Erythromycin is a motilin receptor agonist with cholinergic stimulatory properties. [4]It increases LES pressure, [4,5]enhances antroduodenal coordination, and promotes gastric emptying of solids and liquids. [2,3,6]Erythromycin overcomes sieving actions during gastric emptying in animals [3]and humans, [6]and promotes solid meal emptying in patients with scleroderma [7]and diabetic gastroparesis [8]by allowing expulsion of large food particles from the stomach without retarding liquid emptying. Studies in premature infants, [9]mechanically ventilated patients, [10]and postesophagectomy patients [11]also confirm erythromycin's prokinetic effects.

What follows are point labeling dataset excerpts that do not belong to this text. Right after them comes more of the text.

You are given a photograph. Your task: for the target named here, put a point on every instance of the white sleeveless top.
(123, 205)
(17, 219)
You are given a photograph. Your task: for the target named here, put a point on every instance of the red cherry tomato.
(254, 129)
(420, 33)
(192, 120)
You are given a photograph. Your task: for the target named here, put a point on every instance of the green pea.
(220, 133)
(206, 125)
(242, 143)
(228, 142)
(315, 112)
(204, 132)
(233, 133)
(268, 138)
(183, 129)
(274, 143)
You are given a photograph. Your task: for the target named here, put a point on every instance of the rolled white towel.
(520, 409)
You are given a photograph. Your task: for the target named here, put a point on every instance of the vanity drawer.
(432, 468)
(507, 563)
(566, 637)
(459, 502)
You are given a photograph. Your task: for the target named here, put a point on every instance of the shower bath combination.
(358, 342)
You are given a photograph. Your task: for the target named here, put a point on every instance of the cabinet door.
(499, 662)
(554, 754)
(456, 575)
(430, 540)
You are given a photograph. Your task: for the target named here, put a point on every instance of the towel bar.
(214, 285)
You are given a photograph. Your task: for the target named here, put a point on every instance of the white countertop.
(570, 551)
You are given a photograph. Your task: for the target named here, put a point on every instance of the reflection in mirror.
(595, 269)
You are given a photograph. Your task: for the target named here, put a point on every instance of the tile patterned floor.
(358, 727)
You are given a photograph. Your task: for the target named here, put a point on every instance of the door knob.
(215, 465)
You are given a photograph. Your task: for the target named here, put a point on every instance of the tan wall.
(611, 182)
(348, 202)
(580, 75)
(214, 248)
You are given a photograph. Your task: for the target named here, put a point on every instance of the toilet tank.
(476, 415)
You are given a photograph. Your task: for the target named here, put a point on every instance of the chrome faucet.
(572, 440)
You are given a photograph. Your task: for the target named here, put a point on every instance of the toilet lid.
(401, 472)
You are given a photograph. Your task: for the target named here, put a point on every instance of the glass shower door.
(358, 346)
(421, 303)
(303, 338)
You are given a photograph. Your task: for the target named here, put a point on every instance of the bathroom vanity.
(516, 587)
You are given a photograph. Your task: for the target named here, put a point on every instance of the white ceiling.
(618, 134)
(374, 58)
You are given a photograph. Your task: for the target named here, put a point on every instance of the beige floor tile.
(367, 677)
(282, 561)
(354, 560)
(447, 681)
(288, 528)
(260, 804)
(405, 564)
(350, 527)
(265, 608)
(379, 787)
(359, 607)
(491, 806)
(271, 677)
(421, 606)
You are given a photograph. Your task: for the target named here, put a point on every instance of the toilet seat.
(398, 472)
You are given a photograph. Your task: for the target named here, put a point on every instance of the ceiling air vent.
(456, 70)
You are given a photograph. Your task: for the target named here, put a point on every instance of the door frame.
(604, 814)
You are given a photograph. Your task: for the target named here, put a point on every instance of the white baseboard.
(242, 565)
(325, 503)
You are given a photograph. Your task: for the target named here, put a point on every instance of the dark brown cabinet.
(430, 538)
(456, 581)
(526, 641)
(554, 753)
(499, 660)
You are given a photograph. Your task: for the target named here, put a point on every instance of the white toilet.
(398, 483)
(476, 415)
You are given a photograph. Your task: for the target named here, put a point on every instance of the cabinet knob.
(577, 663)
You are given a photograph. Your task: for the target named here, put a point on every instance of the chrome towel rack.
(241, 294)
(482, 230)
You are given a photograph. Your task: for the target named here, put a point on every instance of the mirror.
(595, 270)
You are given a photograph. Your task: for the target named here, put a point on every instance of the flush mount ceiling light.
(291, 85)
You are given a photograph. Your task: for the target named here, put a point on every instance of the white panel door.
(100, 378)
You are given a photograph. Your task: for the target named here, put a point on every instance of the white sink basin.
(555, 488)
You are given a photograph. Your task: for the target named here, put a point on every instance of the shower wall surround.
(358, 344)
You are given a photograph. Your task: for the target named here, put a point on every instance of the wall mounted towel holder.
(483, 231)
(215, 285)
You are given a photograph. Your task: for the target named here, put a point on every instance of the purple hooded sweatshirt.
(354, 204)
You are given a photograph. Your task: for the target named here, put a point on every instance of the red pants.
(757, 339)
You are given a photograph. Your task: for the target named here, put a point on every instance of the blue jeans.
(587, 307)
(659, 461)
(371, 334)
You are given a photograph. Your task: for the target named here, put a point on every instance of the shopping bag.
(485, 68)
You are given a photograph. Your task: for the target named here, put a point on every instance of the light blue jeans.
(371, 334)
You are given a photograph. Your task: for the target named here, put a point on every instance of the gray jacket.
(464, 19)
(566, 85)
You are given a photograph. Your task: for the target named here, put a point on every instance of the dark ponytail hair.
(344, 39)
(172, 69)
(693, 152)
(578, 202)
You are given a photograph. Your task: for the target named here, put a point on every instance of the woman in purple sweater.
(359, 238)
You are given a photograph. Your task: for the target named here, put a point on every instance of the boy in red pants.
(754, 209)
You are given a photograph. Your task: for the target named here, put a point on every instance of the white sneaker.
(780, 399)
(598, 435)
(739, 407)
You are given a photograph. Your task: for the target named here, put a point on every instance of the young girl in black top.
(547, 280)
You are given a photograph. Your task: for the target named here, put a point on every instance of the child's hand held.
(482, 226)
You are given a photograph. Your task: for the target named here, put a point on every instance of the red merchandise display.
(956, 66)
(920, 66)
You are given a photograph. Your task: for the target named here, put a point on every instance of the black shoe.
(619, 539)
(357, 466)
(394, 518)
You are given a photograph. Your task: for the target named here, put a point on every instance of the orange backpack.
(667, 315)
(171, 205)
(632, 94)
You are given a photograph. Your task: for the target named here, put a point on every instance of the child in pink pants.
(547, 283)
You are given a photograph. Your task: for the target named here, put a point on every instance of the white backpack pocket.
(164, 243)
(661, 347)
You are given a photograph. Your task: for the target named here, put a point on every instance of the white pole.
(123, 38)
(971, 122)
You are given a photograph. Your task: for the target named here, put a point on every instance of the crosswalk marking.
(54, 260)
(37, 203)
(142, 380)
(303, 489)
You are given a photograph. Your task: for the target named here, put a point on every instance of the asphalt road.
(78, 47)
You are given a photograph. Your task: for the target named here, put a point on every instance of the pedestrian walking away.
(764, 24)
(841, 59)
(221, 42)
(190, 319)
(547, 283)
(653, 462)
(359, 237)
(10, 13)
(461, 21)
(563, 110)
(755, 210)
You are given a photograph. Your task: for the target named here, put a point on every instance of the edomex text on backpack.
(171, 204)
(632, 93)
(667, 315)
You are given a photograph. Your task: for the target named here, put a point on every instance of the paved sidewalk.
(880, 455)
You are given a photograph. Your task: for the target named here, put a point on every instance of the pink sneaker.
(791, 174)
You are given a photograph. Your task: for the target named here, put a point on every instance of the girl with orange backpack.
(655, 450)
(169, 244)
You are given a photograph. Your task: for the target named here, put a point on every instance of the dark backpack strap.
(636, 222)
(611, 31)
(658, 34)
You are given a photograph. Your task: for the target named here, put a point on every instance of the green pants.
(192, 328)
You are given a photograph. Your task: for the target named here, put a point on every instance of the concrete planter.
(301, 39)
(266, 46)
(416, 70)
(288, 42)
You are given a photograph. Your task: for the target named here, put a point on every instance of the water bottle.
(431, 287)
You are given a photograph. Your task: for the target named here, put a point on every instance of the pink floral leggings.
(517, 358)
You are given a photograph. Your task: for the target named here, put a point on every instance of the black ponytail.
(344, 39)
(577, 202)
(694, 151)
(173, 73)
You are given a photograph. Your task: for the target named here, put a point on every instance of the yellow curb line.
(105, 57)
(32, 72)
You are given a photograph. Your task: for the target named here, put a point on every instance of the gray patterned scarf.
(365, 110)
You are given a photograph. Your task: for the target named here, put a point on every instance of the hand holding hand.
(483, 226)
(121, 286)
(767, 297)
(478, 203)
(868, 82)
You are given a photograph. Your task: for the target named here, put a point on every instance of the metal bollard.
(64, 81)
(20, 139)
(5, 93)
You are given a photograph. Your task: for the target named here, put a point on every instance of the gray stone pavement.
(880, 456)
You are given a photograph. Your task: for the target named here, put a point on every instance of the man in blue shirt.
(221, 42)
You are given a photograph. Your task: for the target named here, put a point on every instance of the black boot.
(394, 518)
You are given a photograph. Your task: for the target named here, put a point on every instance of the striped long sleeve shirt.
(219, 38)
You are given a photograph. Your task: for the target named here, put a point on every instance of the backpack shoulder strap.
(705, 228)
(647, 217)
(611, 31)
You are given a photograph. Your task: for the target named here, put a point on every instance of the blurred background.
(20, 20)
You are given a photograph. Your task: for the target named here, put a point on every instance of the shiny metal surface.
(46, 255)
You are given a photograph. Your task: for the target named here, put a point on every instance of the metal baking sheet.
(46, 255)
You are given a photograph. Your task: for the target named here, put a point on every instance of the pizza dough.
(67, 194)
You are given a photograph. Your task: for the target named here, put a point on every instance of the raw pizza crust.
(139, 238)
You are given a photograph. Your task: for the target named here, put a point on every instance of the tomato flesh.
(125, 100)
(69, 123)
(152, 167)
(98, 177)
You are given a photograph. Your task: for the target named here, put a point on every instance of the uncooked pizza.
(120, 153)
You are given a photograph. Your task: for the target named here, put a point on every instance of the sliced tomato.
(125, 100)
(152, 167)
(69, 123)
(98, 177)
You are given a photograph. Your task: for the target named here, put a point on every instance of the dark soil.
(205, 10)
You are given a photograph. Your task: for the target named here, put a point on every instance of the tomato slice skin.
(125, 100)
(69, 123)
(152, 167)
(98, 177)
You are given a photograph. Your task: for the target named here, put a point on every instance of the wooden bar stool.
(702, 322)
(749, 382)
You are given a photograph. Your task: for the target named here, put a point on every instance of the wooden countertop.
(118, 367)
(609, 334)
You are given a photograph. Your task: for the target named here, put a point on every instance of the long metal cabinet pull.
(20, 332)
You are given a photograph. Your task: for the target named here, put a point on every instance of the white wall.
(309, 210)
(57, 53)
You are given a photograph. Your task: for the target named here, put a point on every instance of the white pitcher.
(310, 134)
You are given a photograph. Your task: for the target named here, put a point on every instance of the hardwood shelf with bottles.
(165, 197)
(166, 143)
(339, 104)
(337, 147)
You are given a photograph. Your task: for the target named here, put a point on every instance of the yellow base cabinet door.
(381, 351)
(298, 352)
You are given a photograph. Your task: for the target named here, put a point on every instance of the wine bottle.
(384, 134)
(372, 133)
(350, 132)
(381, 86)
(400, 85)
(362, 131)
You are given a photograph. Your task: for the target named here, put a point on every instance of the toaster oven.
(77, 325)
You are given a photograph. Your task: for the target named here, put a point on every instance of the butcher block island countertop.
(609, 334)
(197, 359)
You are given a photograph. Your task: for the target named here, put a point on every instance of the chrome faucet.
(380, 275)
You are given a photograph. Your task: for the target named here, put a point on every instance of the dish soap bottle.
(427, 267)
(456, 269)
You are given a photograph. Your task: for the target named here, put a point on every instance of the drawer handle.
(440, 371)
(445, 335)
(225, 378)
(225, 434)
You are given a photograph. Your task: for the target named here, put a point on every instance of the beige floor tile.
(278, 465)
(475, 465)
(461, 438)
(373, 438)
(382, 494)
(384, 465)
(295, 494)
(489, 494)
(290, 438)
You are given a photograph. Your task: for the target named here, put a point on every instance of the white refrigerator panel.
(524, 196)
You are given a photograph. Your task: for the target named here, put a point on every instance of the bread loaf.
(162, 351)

To the best of our knowledge, there are no published reports of the use of erythromycin as a prokinetic agent in patients undergoing anesthesia. This is surprising given its history of successful use by gastroenterologists, surgeons, and intensivists. In light of this case and others' reports, anesthesiologists should assess the role of macrolides in pulmonary aspiration prevention research. Gastroenterologists have had success using erythromycin to achieve gastric emptying before EGD and to advance nasoenteral feeding tubes. The most commonly used dose range in adults is 200-250 mg, or about 2.0-3.0 mg/kg. In this case, a 50-kg patient received an intravenous dose of 100 mg, or 2.0 mg/kg. Investigation of erythromycin and related macrolides as prokinetic drugs in anesthesia patients at risk for pulmonary aspiration seems warranted. Although its use is not without risk, erythromycin lactobionate is readily available, inexpensive (our institutional acquisition cost is $1.13 per 500 mg vial), has a low dose-dependent side effect profile, is compatible with most drugs, and is an infrequent cause of allergic reactions. It has none of the side effects of metoclopramide and possesses a different mechanism of action. Nevertheless, before routine use of macrolide gastric prokinetic drugs in patients with full stomachs can be recommended, studies should be performed to determine the role they might play in reducing the risk of pulmonary aspiration in patients during general anesthesia.